Boerner Building demolition and remodeling has begun, with hopes of completing the project by October 2013.

A New Look for an Old Building A New Look for an Old Building A New Look for an Old Building

Demolition work has begun on the Boerner Building, 211 N. Franklin St., formerly the Lueptow Building, which had housed the Shoppes of Port Washington.

The work is the first step to bringing the 1910 building back to life, said architect Mike Ehrlich.

This summer Daniel Ewig, a Port native who now lives in New York, bought the store and house behind it with plans to remodel the building for retail and office space.

The project is still in the conceptual design phase but is moving quickly, Ehrlich said. The demolition work, expected to continue for two to three more weeks, is about halfway done.

Plans for construction will be ready for bidding in early December. Construction will continue through winter into summer. The owner hopes to have the project completely done by October 2013, Ehrlich said.

Original features and character preserved

Removal of the 1968 remodeling of the façade has exposed “spectacular” views of Lake Michigan from the interior, Ehrlich said.

“It’s so nice now with the daylight coming. The view is spectacular,” Ehrlich said. The only obstruction to the view is the Wilson House, which in his opinion, isn’t bad to look at.

Early indications are that much of the building's original features are intact. Demolition is uncovering tongue-in-groove ceilings, hardwood maple floors, other woodwork and original Cream City brick.

“He didn’t get rid of any of the character,” Ehrlich said.

Interior work involves taking down plaster and exposing the brick for an industrial modern look that will still retain the character of the building.

“Once we have everything take off, we’ll know what we’ve got.”

The condition of the building is a credit to former owner Merton Lueptow and his father, who had the building remodeled in the late 60’s, preserving the interior and exterior character of the building.

The future of the building

Conceptual plans call for a more open storefront with an inviting feel. There will be retail on first floor, possibly a restaurant, with offices on second floor for smaller companies and the third floor housing a larger business. Floor plans will allow tenants flexibility according to their needs.
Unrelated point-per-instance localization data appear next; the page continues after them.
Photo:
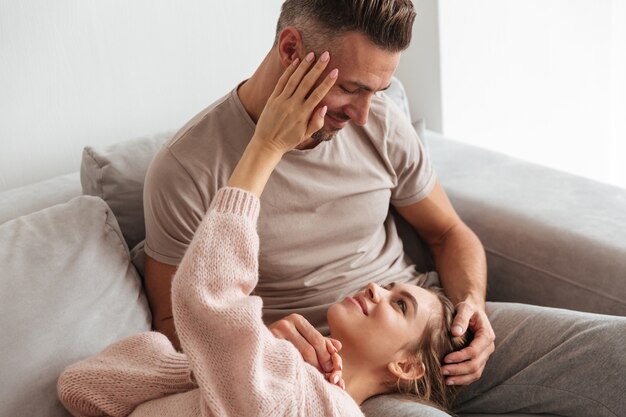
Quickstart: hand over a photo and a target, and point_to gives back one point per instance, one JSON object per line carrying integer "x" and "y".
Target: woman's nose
{"x": 371, "y": 292}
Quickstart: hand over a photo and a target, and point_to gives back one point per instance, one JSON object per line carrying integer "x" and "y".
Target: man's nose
{"x": 359, "y": 109}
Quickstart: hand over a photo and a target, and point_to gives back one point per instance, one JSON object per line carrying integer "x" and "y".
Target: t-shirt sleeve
{"x": 173, "y": 208}
{"x": 415, "y": 176}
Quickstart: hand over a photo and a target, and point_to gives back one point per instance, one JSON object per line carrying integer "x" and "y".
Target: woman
{"x": 393, "y": 338}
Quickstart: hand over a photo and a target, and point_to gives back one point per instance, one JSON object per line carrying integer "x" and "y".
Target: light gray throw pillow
{"x": 67, "y": 290}
{"x": 116, "y": 174}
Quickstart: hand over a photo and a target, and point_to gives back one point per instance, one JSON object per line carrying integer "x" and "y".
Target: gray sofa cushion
{"x": 67, "y": 291}
{"x": 551, "y": 238}
{"x": 31, "y": 198}
{"x": 116, "y": 174}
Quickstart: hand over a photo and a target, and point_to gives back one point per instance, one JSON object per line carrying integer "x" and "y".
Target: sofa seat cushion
{"x": 67, "y": 290}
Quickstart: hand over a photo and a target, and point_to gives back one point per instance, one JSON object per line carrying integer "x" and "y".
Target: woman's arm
{"x": 241, "y": 369}
{"x": 127, "y": 373}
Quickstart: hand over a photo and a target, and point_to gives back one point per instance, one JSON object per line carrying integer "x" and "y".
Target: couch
{"x": 71, "y": 255}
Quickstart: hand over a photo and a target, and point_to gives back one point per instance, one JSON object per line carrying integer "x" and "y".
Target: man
{"x": 335, "y": 232}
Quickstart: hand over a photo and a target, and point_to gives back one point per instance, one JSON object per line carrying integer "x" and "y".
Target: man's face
{"x": 364, "y": 69}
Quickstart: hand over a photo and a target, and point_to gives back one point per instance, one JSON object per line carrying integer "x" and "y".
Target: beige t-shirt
{"x": 325, "y": 226}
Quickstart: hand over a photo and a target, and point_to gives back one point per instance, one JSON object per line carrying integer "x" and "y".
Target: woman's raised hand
{"x": 292, "y": 113}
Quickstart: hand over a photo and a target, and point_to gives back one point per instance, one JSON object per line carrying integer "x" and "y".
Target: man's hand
{"x": 317, "y": 350}
{"x": 467, "y": 365}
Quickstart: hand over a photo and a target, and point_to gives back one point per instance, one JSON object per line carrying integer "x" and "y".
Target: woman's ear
{"x": 407, "y": 370}
{"x": 290, "y": 45}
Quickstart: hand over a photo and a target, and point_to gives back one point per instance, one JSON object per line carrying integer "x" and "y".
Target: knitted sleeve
{"x": 130, "y": 372}
{"x": 240, "y": 367}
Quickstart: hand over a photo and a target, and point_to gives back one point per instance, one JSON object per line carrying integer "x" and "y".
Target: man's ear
{"x": 406, "y": 370}
{"x": 290, "y": 45}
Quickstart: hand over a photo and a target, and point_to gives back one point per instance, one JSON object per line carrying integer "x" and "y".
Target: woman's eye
{"x": 402, "y": 305}
{"x": 348, "y": 91}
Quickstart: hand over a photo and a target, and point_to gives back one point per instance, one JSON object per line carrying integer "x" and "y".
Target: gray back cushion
{"x": 116, "y": 174}
{"x": 67, "y": 290}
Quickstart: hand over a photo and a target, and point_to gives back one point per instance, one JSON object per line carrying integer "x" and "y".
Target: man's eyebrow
{"x": 367, "y": 88}
{"x": 406, "y": 294}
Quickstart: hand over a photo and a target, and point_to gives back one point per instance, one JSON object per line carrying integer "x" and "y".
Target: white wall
{"x": 542, "y": 80}
{"x": 419, "y": 68}
{"x": 78, "y": 72}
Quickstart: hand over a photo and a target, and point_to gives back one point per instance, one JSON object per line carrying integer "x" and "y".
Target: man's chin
{"x": 324, "y": 135}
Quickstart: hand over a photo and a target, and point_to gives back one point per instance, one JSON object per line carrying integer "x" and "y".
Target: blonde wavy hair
{"x": 437, "y": 342}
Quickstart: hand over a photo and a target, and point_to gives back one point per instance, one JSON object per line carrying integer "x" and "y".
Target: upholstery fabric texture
{"x": 544, "y": 231}
{"x": 67, "y": 291}
{"x": 31, "y": 198}
{"x": 116, "y": 174}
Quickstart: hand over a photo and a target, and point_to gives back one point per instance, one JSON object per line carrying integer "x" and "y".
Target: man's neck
{"x": 255, "y": 92}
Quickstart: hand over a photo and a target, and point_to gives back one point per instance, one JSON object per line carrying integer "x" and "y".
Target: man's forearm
{"x": 460, "y": 261}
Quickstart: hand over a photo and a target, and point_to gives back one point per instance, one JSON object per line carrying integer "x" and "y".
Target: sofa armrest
{"x": 551, "y": 238}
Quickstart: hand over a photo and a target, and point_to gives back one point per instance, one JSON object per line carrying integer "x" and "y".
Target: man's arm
{"x": 462, "y": 267}
{"x": 158, "y": 283}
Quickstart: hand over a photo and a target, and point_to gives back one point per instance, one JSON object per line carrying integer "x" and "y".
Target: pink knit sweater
{"x": 233, "y": 365}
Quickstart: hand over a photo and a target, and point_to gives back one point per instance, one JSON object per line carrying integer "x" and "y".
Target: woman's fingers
{"x": 312, "y": 77}
{"x": 297, "y": 76}
{"x": 282, "y": 81}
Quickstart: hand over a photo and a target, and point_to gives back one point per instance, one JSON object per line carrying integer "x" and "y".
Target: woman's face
{"x": 382, "y": 324}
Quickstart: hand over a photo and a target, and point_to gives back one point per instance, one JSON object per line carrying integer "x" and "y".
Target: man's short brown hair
{"x": 387, "y": 23}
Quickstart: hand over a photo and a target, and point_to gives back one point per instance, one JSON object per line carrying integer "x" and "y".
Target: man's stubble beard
{"x": 325, "y": 134}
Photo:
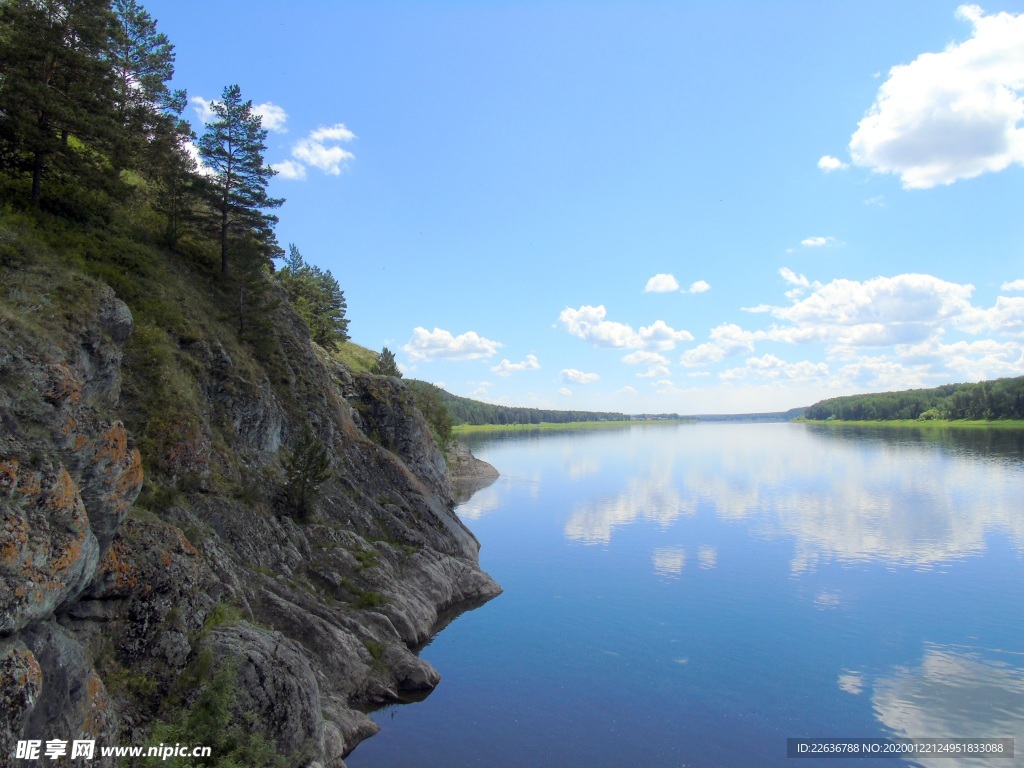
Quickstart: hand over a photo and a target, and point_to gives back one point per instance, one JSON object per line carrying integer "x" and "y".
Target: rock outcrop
{"x": 115, "y": 607}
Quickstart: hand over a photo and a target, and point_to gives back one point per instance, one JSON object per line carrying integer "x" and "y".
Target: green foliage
{"x": 56, "y": 95}
{"x": 1001, "y": 398}
{"x": 306, "y": 467}
{"x": 232, "y": 150}
{"x": 430, "y": 402}
{"x": 316, "y": 297}
{"x": 252, "y": 288}
{"x": 466, "y": 411}
{"x": 386, "y": 365}
{"x": 210, "y": 721}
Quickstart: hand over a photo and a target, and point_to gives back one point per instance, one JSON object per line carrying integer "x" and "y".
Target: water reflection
{"x": 955, "y": 692}
{"x": 650, "y": 497}
{"x": 846, "y": 496}
{"x": 669, "y": 561}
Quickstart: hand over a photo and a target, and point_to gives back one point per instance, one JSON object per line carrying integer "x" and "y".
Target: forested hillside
{"x": 214, "y": 530}
{"x": 1001, "y": 398}
{"x": 467, "y": 411}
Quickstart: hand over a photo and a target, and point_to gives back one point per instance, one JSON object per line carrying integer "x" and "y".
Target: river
{"x": 697, "y": 594}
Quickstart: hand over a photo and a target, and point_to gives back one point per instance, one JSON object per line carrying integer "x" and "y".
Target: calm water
{"x": 693, "y": 595}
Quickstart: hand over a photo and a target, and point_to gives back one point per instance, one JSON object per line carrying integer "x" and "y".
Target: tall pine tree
{"x": 232, "y": 150}
{"x": 56, "y": 95}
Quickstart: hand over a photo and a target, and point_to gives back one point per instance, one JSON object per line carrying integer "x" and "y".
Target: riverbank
{"x": 926, "y": 424}
{"x": 545, "y": 426}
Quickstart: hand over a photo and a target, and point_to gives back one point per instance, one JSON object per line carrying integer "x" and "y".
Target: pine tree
{"x": 142, "y": 64}
{"x": 386, "y": 365}
{"x": 56, "y": 96}
{"x": 316, "y": 297}
{"x": 232, "y": 148}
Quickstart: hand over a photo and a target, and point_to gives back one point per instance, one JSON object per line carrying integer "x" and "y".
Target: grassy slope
{"x": 925, "y": 423}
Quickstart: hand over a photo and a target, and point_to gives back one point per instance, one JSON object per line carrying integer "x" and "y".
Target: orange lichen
{"x": 64, "y": 494}
{"x": 64, "y": 384}
{"x": 114, "y": 445}
{"x": 8, "y": 474}
{"x": 118, "y": 564}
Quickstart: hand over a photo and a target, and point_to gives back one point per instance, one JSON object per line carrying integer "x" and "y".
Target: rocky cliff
{"x": 147, "y": 552}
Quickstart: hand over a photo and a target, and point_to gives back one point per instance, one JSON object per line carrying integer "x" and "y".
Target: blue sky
{"x": 645, "y": 207}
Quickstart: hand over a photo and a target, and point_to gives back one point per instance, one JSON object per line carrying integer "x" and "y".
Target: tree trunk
{"x": 223, "y": 242}
{"x": 37, "y": 178}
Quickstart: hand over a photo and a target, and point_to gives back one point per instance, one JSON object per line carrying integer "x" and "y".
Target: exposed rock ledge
{"x": 109, "y": 607}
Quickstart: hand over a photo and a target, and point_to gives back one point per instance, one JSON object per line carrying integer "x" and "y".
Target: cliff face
{"x": 117, "y": 608}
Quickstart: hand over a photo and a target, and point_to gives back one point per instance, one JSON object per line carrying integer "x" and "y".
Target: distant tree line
{"x": 89, "y": 126}
{"x": 467, "y": 411}
{"x": 1001, "y": 398}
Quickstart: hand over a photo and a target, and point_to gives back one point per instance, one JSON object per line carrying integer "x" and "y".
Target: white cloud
{"x": 291, "y": 170}
{"x": 952, "y": 115}
{"x": 321, "y": 148}
{"x": 271, "y": 117}
{"x": 829, "y": 164}
{"x": 662, "y": 284}
{"x": 793, "y": 279}
{"x": 771, "y": 369}
{"x": 644, "y": 358}
{"x": 589, "y": 323}
{"x": 877, "y": 312}
{"x": 505, "y": 367}
{"x": 202, "y": 168}
{"x": 571, "y": 375}
{"x": 440, "y": 344}
{"x": 203, "y": 108}
{"x": 656, "y": 364}
{"x": 726, "y": 340}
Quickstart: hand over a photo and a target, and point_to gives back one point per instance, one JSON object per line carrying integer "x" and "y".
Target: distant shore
{"x": 544, "y": 426}
{"x": 926, "y": 423}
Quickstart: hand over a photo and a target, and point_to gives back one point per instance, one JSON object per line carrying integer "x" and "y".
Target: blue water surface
{"x": 694, "y": 594}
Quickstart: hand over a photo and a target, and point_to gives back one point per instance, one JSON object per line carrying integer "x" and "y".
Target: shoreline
{"x": 926, "y": 424}
{"x": 546, "y": 425}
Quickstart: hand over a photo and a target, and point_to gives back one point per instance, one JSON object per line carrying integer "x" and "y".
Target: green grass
{"x": 545, "y": 426}
{"x": 355, "y": 357}
{"x": 927, "y": 423}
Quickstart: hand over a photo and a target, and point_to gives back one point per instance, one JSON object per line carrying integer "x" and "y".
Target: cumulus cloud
{"x": 662, "y": 284}
{"x": 656, "y": 364}
{"x": 290, "y": 169}
{"x": 322, "y": 148}
{"x": 793, "y": 279}
{"x": 952, "y": 115}
{"x": 817, "y": 242}
{"x": 829, "y": 164}
{"x": 572, "y": 376}
{"x": 771, "y": 369}
{"x": 876, "y": 312}
{"x": 271, "y": 117}
{"x": 506, "y": 367}
{"x": 589, "y": 324}
{"x": 726, "y": 340}
{"x": 203, "y": 108}
{"x": 440, "y": 344}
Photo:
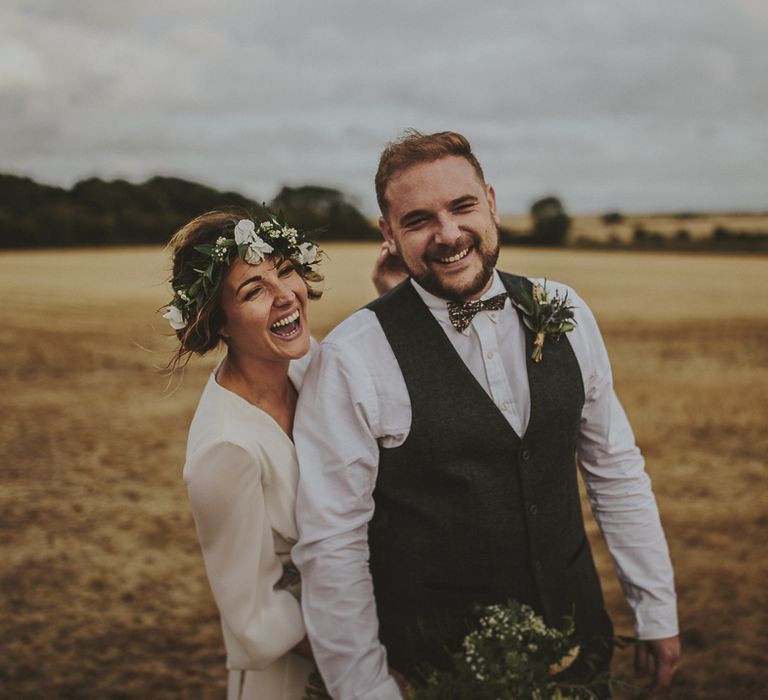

Exterior work involves repairing the masonry, tuck-pointing and replacing windows, Ehrich said.

Remodeled alleys and parking

Plans also call for an inviting area behind the store, with green space and pedestrian walks. The house, which was in disrepair, was demolished. With the additional space, the area behind the store will be redone to include more parking and an entrance to the building. Ironically, Ehrlich’s redesign calls for the removal of a canopy that was one of his first projects out of school.

The alley to the north of the building will become a pedestrian walkway, connecting Franklin Street to the area behind the businesses.

History of the building

The building was built by the Boerner Bros. Department Store in 1910. The company was a thriving business, Ehrlich said, with two locations in Port and one in Cedarburg, until the Interurban Railroad came through.

The store closed in 1920 and the building was taken over by Badger Outwear until being bought by the Lueptow family in 1967.